2.4 Creating a generic function for finding subject intersections
Now that we've solved this problem, let's try to make it more generic so that we can use it for other pairs of subjects.
We can re-use a lot of the code we've already written, and wrap it in a couple of reusable function definitions.
def get_subject_results(subject):
response = requests.get(
base_url + "works",
params={
"subjects.label": subject,
"include": "subjects",
"pageSize": "100",
},
).json()
progress_bar = tqdm(total=response["totalResults"])
results = response["results"]
progress_bar.update(len(response["results"]))

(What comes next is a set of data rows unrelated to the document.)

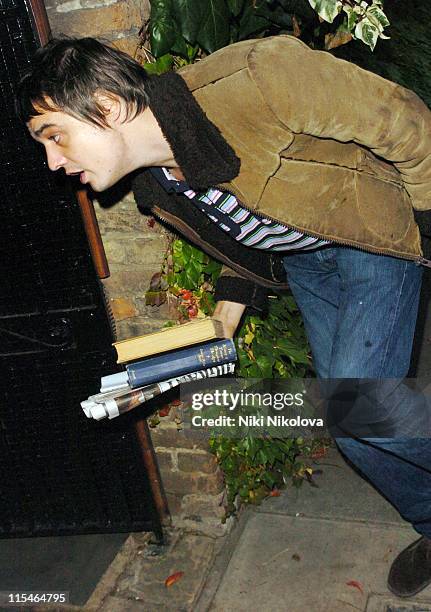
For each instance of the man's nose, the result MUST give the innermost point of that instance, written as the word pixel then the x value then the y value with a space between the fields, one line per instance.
pixel 55 159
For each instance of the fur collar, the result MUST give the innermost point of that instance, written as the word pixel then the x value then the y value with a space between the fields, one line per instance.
pixel 204 156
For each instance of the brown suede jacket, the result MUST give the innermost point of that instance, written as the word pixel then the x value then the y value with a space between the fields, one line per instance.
pixel 299 136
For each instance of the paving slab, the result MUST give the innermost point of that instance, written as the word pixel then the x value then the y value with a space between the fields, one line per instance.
pixel 142 583
pixel 293 564
pixel 383 603
pixel 323 548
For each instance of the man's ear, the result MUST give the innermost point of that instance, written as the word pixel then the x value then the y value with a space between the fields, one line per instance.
pixel 111 105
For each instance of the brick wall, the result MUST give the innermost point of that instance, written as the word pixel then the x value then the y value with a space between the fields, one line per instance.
pixel 118 21
pixel 135 251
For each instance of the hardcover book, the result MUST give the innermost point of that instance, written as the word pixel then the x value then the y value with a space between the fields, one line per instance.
pixel 194 358
pixel 195 332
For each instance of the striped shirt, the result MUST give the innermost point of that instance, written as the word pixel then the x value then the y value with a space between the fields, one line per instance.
pixel 245 226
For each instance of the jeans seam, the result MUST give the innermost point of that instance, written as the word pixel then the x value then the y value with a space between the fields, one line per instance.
pixel 396 312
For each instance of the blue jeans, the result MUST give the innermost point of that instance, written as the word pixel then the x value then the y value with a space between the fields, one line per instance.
pixel 359 312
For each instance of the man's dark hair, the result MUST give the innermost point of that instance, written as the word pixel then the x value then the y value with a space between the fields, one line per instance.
pixel 66 73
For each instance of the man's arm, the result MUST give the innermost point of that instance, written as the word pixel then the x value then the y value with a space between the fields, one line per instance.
pixel 233 294
pixel 312 92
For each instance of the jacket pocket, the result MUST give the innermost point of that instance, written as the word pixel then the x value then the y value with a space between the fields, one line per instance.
pixel 343 154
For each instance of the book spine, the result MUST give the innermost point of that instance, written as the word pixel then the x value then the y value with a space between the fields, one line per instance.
pixel 181 362
pixel 113 404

while "nextPage" in response:
response = requests.get(response["nextPage"]).json()
results.extend(response["results"])
progress_bar.update(len(response["results"]))
progress_bar.close()
return results
def find_intersecting_subject_concepts(subject_1, subject_2, n=20):
subject_1_results = get_subject_results(subject_1)
subject_2_results = get_subject_results(subject_2)
subject_2_ids = set(result["id"] for result in subject_2_results)
intersecting_results = [
result for result in subject_1_results if result["id"] in subject_2_ids
]
concepts = Counter()
for record in intersecting_results:
for subject in record["subjects"]:
for concept in subject["concepts"]:
concepts.update([concept["label"]])
return concepts.most_common(n)
Calling the find_intersecting_subject_concepts()
function with any two subjects will return a counter of the most common concepts found on the works which are tagged with both subjects.
find_intersecting_subject_concepts("Europe", "United States")
find_intersecting_subject_concepts("Vomiting", "Witchcraft")
Exercises
- Try running the function with different subjects. Use the API to find two subjects which appear on a few hundred or a few thousand works, and see if you can find the most common concepts which appear on both of them.
- Adapt the code to compare an arbitrary number of subjects, rather than just two.